A notebook for calculating the Shannon Entropy of my multiple sequence alignments. Adapted from Joe Healey's Shannon.py.

In [37]:
from Bio import AlignIO
import project_pipeline.scripts.utils as utils
import pandas as pd
import numpy as np
import sys
import os

In [38]:
__author__ = "Joe R. J. Healey"
__version__ = "1.0.0"
__title__ = "ShannonMSA"
__license__ = "GPLv3"
__author_email__ = "J.R.J.Healey@warwick.ac.uk"

def parseMSA(msa, alnformat, verbose):
    """Parse in the MSA file using Biopython's AlignIO"""

    alignment = AlignIO.read(msa, alnformat)

    # Do a little sanity checking:
    seq_lengths_list = []
    n_seqs = len(alignment._records)
    for record in alignment:
       seq_lengths_list.append(len(record))

    seq_lengths = set(seq_lengths_list)

    if verbose > 0: print("Alignment length is:" + str(list(seq_lengths)))
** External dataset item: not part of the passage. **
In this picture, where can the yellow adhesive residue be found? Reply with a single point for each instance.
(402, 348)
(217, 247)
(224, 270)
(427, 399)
    if len(seq_lengths) != 1:
        sys.stderr.write("Your alignment lengths aren't equal. Check your alignment file.")
        sys.exit(1)

    index = range(1, list(seq_lengths)[0]+1)

    return alignment, list(seq_lengths), index, n_seqs

##################################################################
# Function to calcuate the Shannon's entropy per alignment column
# H=-\sum_{i=1}^{M} P_i\,log_2\,P_i (http://imed.med.ucm.es/Tools/svs_help.html)
# Gaps and N's are included in the calculation
##################################################################

def shannon_entropy(list_input):
    """Calculate Shannon's Entropy per column of the alignment (H=-\sum_{i=1}^{M} P_i\,log_2\,P_i)"""

    import math
    unique_base = set(list_input)
    M   =  len(list_input)
    entropy_list = []
    # Number of residues in column
    for base in unique_base:
        n_i = list_input.count(base) # Number of residues of type i
        P_i = n_i/float(M) # n_i(Number of residues of type i) / M(Number of residues in column)
        entropy_i = P_i*(math.log(P_i,2))
        entropy_list.append(entropy_i)

    sh_entropy = -(sum(entropy_list))

    return sh_entropy


def shannon_entropy_list_msa(alignment):
    """Calculate Shannon Entropy across the whole MSA"""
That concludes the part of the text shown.